New Delhi: The Budget session of Parliament is likely to start on February 23 and the general budget for the year 2006-07 will be presented on February 28, sources said.
The Finance Minister P. Chidambaram held a meeting today with eminent economists here today as part of the pre-budget consultations with various interest groups. Welcoming the participating Economists, the Finance Minister invited them to give suggestions for the forthcoming Union Budget.
The various suggestions offered by the economists include the following:

• Remove endowment restrictions on investment allocation for expanding higher education facilities, which is a crying need at this stage of the country’s economic development.
• Introduce a new regulatory architecture for higher education for removing entry barriers, enhancing quality of education and improving access of disadvantaged groups to such education.
• Change the rules governing ‘not for profit’ educational institutions for encouraging greater involvement of private enterprise in higher education.
• Consider introduction of an ‘inheritance tax’ with tax concessions for philanthropic contributions to educational institutions on the lines prevailing in the US for encouraging growth and expansion of educational institutions.
• Offer scholarships to children entering sixth standard, on the lines of the existing National Talent Search scheme, for improving enrollment in upper primary (6th-8th standards) schools and also monitoring outcomes.
• Reduce customs duties and narrow the gap between peak and floor rates.

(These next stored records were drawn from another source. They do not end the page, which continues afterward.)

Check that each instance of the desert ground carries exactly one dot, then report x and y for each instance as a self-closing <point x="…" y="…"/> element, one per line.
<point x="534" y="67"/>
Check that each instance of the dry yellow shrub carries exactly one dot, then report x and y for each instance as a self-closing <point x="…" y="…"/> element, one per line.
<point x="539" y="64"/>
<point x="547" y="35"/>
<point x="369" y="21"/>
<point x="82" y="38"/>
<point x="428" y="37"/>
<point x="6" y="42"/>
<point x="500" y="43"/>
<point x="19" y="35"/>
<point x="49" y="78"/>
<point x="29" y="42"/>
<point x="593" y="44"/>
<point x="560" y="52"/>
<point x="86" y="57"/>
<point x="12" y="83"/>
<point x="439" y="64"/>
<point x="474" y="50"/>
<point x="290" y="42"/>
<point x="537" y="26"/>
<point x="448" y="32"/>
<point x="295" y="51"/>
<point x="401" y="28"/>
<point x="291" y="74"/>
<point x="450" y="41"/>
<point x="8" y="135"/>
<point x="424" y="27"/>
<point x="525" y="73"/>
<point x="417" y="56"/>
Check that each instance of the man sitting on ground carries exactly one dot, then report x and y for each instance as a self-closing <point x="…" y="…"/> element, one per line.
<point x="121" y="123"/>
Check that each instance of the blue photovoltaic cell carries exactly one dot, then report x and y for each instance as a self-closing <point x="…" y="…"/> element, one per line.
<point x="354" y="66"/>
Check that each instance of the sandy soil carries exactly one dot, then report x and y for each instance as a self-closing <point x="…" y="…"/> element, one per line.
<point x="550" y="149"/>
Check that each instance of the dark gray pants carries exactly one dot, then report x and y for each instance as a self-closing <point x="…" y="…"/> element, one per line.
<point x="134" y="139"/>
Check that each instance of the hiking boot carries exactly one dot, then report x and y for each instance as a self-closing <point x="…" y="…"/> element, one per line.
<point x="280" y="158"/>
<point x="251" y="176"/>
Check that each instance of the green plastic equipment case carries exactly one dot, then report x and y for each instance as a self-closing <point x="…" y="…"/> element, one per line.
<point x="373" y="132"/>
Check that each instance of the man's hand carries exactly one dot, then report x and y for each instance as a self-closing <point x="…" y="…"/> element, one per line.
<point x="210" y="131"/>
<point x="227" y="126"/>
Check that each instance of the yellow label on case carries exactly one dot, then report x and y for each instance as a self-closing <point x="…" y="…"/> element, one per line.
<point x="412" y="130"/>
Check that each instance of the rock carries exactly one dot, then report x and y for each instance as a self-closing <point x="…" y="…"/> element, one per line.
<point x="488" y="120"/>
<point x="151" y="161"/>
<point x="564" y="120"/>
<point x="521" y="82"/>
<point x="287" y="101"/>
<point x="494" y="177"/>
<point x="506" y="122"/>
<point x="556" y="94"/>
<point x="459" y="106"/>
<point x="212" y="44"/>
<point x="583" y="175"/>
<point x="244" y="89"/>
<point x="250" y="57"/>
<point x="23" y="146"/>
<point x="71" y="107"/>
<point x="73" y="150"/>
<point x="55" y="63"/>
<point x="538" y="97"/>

• Remove the existing exemptions from the indirect tax regime.
• Maintain the existing corporate income tax structure but review the existing exemptions.
• Simplify and rationalize the indirect tax system by removing existing exemptions for the small scale sector and special category States.

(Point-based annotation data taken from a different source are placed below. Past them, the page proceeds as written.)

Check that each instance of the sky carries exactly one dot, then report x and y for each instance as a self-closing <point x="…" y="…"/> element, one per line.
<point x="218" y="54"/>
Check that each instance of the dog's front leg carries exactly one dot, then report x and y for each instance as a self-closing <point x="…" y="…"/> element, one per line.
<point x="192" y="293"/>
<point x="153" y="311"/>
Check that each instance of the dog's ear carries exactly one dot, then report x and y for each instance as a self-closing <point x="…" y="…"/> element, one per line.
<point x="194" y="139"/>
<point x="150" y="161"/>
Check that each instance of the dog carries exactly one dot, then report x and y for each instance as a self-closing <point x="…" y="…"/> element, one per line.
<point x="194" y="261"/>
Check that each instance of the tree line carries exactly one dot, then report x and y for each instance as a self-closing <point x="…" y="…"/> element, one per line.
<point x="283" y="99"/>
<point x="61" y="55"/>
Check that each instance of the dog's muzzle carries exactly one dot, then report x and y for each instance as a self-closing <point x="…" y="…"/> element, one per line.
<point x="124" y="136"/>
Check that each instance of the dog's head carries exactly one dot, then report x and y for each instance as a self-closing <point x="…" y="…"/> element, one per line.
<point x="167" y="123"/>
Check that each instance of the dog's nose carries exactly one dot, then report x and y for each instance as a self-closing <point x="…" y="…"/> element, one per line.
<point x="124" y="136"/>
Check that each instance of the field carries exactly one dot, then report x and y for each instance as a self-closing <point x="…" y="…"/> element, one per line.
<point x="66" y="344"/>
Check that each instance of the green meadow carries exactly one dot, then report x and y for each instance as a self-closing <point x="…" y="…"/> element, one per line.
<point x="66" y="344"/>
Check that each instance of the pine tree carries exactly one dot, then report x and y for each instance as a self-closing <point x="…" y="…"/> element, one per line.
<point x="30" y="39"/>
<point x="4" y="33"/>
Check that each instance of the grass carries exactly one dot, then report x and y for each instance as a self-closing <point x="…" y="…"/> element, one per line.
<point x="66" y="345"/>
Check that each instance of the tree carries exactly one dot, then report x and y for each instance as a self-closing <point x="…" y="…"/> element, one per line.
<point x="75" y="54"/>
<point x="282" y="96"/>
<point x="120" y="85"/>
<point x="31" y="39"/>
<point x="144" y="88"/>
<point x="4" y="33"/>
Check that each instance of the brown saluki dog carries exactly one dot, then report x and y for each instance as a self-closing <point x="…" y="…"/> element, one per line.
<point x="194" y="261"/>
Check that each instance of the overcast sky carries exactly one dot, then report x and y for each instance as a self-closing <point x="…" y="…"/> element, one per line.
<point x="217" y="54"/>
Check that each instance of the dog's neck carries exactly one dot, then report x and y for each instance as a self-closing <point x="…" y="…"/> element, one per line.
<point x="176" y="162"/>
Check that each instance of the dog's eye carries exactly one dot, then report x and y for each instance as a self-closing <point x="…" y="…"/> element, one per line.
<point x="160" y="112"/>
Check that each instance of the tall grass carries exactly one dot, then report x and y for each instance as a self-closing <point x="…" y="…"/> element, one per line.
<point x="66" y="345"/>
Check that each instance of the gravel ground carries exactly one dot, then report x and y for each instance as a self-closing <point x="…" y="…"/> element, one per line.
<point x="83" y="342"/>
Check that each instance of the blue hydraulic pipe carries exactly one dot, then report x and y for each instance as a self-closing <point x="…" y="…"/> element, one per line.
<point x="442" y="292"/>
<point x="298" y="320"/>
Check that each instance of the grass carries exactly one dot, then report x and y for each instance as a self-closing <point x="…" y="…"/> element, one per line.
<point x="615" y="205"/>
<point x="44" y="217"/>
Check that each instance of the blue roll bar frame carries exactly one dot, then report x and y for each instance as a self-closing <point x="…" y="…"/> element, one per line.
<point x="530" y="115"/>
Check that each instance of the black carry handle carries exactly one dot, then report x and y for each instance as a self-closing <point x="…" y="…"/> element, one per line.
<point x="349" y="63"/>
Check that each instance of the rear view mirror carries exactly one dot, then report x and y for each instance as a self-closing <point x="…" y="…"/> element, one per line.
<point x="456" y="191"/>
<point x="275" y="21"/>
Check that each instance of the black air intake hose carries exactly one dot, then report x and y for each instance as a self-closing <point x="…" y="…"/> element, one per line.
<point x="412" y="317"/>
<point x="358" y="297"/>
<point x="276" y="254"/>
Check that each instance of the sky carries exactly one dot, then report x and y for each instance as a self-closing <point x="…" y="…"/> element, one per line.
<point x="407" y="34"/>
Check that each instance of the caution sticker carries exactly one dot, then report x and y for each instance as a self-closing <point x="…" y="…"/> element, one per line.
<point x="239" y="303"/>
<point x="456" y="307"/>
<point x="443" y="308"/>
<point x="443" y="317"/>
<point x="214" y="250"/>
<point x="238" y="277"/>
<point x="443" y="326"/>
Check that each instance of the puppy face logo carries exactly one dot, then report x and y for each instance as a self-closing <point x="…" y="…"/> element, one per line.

• Remove the Central Sales Tax by announcing a road map for its elimination, to derive the maximum benefit of the new State level VAT regime and to ensure optimum location of economic activity across States.
• Implement autonomy measures for unlocking productive potential of public sector banks.
• Emphasize expansion of rural non-farm activities in the overall policy thrust on rural development.
• Carry forward fiscal consolidation at the State and Central levels.
• Rationalize and simplify expenditure planning in government departments.
• Emphasize on performance-budgeting in social sectors and provide incentives to civil servants for good performance at the field level.
• Include improved corporate governance as an objective in formulation of tax policies pertaining to taxation of capital market instruments, for example, the issue of dividends in the hands of the recipients.
• Increase budgetary allocation for community care homes and crisis centres.
• Include quality, as a monitorable parameter, in disbursing funds for enhancing drinking water facilities.
• Strengthen the scope of the National Rural Employment Guarantee Act.
• Introduce measures for facilitating micro-enterprise development.
• Consider introduction of subsidies for encouraging corporate R&D.
• Introduce weighted tax incentives for different categories of incremental exports.
• Attach export obligation requirements on incoming FDI for increasing exports.
• Phase out tax incentives for software exports.
• Monitor the growing volume of FII inflows for avoiding undue volatility.
• Introduce efforts for developing a vibrant government bond market with wider participation and involvement of the exchanges
• Ensure a prominent role for the Government in the ongoing ‘Bharat Nirman’ initiative with regard to service provision for the poorest sections.
• Maintain the fringe benefit tax (FBT) while gathering experience regarding its better implementation.

The meeting was attended by eminent economists and economic experts from various professional, educational and research institutions of the country, along with senior officers of the Ministry of Finance.